Entah dengan setengah hati atau tidak, anak kecil itu akhirnya memungut
gelas plastik yang tergeletak tepat di dekat kakinya itu, lalu membawanya ke
tempat sampah.
“Nah itu bisa. Anak sholeh, anak pinter.” Wanita itu mengacak rambut
anaknya lalu bergegas mengajaknya beranjak.
Saya masih duduk di sini, masih mengamati keduanya yang melangkah
menjauh. Saya masih saja mengamati mereka dengan kepala yang dipenuhi suara
desingan, lompatan pikiran tentang apa yang baru saja saya lihat dan
membandingkannya dengan apa yang telah selalu saya lihat sebelumnya.
Bukan saya. Entah sudah berapa ribu kali dalam hidup ini, saya
mendengar dua kata itu. Dua kata pembelaan, yang menunjukkan sifat manusia yang
begitu tidak maunya disalahkan, begitu susahnya untuk bertanggung jawab, atau
paling tidak hanya sekedar untuk ikut peduli.
Contoh yang paling mudah saja, masalah sampah. Hampir mirip dengan apa
yang baru saja saya ceritakan di atas. Ketika ada sampah berserakan, kebanyakan
dari kita hanya mendiamkannya, enggan untuk mengambil dan membuangnya di tempat
sampah, tempat yang seharusnya. Alasannya simpel: bukan saya. Bukan saya yang
membuang sampah itu, mengapa pula harus saya yang membersihkannya? Padahal ketika
nanti sampah menumpuk banyak, mulai berbau, lalu muncul penyakit, semuanya
mengeluh. Padahal, pada akhirnya, tetap semuanya akan terkena dampaknya. Tapi,tetap
saja bukan saya.
Lebih menyedihkan lagi, ini tidak hanya terjadi pada satu masalah itu.
Ini terjadi pada hampir setiap masalah. Daerah ini terkena asap, bukan saya.
Daerah ini terkena banjir, bukan saya. Di daerah ini angka penyakit X tinggi,
bukan saya. Angka kecelakaan lalu lintas tinggi, bukan saya. Tak pernah mau
peduli, tak pernah mau ikut andil untuk menyelesaikan masalah atau mencegah
suatu masalah, tapi jika nanti terkena getahnya, mengeluh, lantas mencari
kambing hitam, menyalahkan pihak ini itu.

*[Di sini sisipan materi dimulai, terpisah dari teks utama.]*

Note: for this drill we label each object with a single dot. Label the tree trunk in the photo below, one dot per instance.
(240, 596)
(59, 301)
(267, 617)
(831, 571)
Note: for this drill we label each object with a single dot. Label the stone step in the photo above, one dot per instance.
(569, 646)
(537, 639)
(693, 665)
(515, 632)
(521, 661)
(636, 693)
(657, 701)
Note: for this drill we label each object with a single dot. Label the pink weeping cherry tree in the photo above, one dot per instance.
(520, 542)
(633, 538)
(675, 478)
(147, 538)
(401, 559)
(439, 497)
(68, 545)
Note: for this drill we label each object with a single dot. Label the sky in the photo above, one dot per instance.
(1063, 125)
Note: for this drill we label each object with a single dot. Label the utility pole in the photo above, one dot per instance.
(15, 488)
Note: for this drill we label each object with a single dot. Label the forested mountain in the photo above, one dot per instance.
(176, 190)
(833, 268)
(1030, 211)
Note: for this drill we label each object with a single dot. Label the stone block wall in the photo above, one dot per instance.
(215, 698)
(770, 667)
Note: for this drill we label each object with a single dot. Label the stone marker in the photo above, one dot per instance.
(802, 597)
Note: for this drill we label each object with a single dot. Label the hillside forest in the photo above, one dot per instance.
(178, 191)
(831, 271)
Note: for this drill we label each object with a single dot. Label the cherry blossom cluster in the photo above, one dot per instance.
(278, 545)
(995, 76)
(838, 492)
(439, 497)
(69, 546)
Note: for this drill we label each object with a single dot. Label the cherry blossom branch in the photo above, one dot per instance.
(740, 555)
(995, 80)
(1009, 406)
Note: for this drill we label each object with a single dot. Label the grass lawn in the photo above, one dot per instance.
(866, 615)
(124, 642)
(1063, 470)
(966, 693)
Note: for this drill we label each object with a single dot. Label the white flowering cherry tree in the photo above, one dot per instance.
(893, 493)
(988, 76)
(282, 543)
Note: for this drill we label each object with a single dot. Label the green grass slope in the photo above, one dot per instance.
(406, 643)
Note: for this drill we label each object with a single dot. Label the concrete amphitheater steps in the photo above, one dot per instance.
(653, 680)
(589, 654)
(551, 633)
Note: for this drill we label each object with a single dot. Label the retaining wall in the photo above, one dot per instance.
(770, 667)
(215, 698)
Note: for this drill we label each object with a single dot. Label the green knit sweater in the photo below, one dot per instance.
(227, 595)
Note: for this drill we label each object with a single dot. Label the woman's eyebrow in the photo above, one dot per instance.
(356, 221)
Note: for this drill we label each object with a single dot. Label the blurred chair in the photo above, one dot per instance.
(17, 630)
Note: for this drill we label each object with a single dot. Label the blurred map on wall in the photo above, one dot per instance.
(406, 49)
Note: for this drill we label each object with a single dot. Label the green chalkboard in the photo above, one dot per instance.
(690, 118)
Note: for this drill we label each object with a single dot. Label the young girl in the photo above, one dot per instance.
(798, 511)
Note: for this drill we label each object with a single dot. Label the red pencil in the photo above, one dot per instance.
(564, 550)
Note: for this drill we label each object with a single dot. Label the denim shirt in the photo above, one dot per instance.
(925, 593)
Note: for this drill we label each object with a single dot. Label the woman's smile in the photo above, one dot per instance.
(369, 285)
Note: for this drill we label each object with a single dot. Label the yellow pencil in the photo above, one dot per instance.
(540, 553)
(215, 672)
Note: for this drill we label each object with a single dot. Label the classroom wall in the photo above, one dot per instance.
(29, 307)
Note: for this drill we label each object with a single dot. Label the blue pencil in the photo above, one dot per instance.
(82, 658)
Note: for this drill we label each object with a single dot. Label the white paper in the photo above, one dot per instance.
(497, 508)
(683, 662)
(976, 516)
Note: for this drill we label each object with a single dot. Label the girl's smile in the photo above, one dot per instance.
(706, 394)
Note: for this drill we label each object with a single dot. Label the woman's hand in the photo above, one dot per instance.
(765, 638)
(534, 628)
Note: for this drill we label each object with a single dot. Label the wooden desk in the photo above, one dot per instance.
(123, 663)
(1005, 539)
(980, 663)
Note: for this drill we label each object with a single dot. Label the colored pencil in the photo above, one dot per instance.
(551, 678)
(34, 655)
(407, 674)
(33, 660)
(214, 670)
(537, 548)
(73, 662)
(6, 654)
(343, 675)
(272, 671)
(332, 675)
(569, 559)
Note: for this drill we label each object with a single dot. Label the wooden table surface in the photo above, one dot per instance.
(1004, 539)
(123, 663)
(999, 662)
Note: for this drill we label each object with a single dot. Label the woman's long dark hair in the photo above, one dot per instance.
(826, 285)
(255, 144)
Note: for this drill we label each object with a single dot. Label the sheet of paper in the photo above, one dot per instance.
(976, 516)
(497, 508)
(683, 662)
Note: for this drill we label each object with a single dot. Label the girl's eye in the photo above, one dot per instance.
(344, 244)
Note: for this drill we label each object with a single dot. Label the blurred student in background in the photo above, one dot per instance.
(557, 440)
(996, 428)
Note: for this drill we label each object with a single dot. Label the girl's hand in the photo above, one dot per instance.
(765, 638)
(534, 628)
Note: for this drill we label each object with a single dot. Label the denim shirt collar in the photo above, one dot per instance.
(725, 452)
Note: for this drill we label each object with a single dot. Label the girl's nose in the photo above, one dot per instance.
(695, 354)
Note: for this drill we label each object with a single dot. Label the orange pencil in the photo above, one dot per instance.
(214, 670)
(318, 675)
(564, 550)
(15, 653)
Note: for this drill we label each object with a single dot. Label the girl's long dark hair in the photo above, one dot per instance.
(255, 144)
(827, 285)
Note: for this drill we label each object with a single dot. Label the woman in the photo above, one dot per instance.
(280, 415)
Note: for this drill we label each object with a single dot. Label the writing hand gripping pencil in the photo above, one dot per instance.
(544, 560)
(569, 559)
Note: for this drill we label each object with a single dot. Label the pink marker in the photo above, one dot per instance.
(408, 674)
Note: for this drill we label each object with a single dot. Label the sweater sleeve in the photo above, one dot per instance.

Eh, tapi ini kasusnya berbeda loh dengan kondisi di mana ada seorang
yang ketika dikeluhi masalah kemudian mengatakan “bukan urusan saya”. Tidak,
saya tidak bermaksud membela beliau. Tetapi, memang ketika kita menemukan suatu
masalah, kita selalu dianjurkan untuk bertanya kepada orang yang paham. Mungkin
beliau menganggap bahwa dirinya bukan orang yang benar-benar paham dengan
masalah tersebut, dan ada orang lain yang lebih paham dan dapat menyelesaikan
masalah tersebut.
Kembali ke masalah awal. Jika mengingat ini, saya jadi merasa trenyuh.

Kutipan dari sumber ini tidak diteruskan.